Now, in the present, Cholly comes home drunk and finds Pecola doing the dishes. With mixed motives of tenderness and rage, both fueled by guilt, he rapes her. She faints, and he covers her with a quilt. She wakes to find her mother looking down at her.
The novel’s prologue warns us that Cholly will do something unthinkable—impregnate his own eleven-year-old daughter. If this event were told from Claudia’s or Pecola’s point of view, it would likely remain a senseless act of violence, something impossible to understand. But Morrison chooses to explain the rape from Cholly’s point of view. Understanding how it was possible for Cholly to commit incest does not change our knowledge that he has caused tremendous suffering to his daughter but does change the nature of our horror. Cholly’s violence is not frightening because it is senseless; it is frightening because it makes all too much sense, given the kind of life he has lived. Knowing Cholly’s story may not change the horror of what he does, but it does make his action more bearable to us.
As with Pauline’s story in the previous chapter, we sympathize with Cholly not only because he has suffered abandonment, sexual humiliation, and racism, but because there was once real beauty and joy in his life. We are given a long celebratory description about the breaking and eating of the watermelon, as if it were “[t]he nasty-sweet guts of the earth.” Cholly’s childlike joy in sharing the heart of the watermelon with Blue Jack is vividly rendered. Also, the pleasure of Cholly’s flirtation with Darlene is narrated at length. Their bodies are compared to those of the muscadine berries. The comparison suggests that both are new and tight, not yet ripe enough to yield full pleasure, but as exciting in their promise as their full ripeness would be. The staining of Darlene’s dress with berry juice recalls Pauline’s memory of a similar, joyful stain. Rather than dirtiness that must be scrubbed away, here a stain is cause for celebration.
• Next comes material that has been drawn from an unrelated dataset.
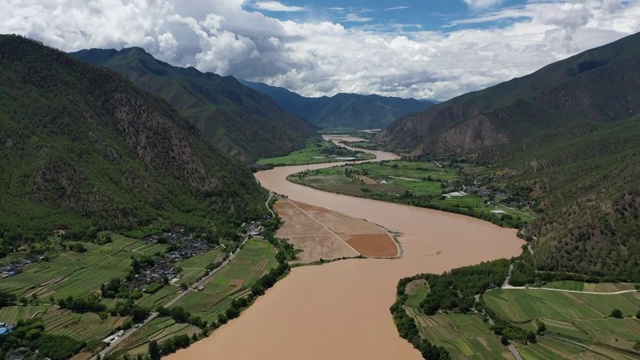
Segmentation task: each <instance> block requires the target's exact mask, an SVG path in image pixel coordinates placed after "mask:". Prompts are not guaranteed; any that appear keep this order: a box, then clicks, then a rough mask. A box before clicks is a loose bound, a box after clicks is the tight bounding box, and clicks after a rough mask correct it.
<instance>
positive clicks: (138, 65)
mask: <svg viewBox="0 0 640 360" xmlns="http://www.w3.org/2000/svg"><path fill="white" fill-rule="evenodd" d="M71 56H73V57H76V58H78V59H80V60H83V61H86V62H89V63H93V64H98V65H102V66H105V67H108V68H110V69H113V70H115V71H117V72H119V73H120V74H122V75H123V76H125V77H126V78H127V79H129V80H131V81H133V82H134V83H136V84H137V85H138V86H140V87H142V88H143V89H145V90H147V91H150V92H153V93H156V94H158V95H160V96H161V97H163V98H164V99H165V100H167V101H168V102H169V103H171V105H173V106H174V107H175V108H176V109H177V110H178V111H180V112H181V113H182V114H183V115H184V116H185V117H186V118H187V119H189V120H191V121H192V122H193V123H194V124H196V126H198V128H199V129H200V130H201V131H202V132H203V133H204V134H205V136H206V137H207V138H209V139H210V140H212V141H214V142H215V143H217V144H219V145H220V146H221V147H222V148H224V149H225V150H226V151H228V152H229V153H230V154H233V155H235V156H237V157H239V158H241V159H243V160H246V161H253V160H256V159H257V158H259V157H269V156H277V155H283V154H286V153H288V152H290V151H293V150H295V149H298V148H301V147H302V146H304V139H305V138H306V137H309V136H312V135H314V134H315V131H314V130H313V128H312V127H310V126H309V125H308V124H307V123H305V122H304V121H302V120H300V119H299V118H297V117H296V116H294V115H292V114H290V113H288V112H287V111H285V110H284V109H282V108H281V107H280V106H279V105H278V104H276V103H275V102H274V101H273V99H271V98H269V97H268V96H264V95H262V94H260V93H259V92H257V91H255V90H253V89H251V88H248V87H246V86H244V85H243V84H241V83H240V82H239V81H238V80H236V79H235V78H234V77H232V76H226V77H222V76H219V75H217V74H214V73H203V72H201V71H199V70H198V69H196V68H193V67H189V68H180V67H175V66H172V65H170V64H168V63H165V62H162V61H160V60H157V59H155V58H154V57H153V56H151V55H150V54H148V53H147V52H145V51H144V50H143V49H141V48H127V49H123V50H120V51H119V52H115V53H114V52H113V51H111V50H100V49H91V50H81V51H78V52H76V53H72V54H71Z"/></svg>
In the innocence of their coming-of-age, Cholly is shy and naïve, and he tenderly helps Darlene tie her ribbon in her hair. It is she who makes the first overture, and their touching is presented as fully consensual and completely natural. When their experience is brutally interrupted by the white men, it is clear that white power deforms black lives, rather than some kind of inherent black “dirt” that must be cleaned (as Geraldine, for example, seems to believe).
This chapter demonstrates Morrison’s ability to move seamlessly between compelling, individual characters and a more generalized portrait of black life. Aunt Jimmy is an individual but is also a representative of elderly black women. She has suffered racism and abuse at the hands of her man, but she has also felt the joy of sexual love and motherhood; she has suffered violence and committed violence. Now that she is old, she is at last free—free to feel what she feels and go where she wants to go without fear.
At first glance, Aunt Jimmy’s freedom seems similar to the dangerous freedom that Cholly finds, which is marked by an indifference that makes him fearless. But the novel makes a distinction: the black women understand the difference between grinding work and making love, and “the difference was all the difference there was.” Cholly’s depression comes when his indifference becomes a total lack of interest in life, when freedom becomes a premature desire for oblivion.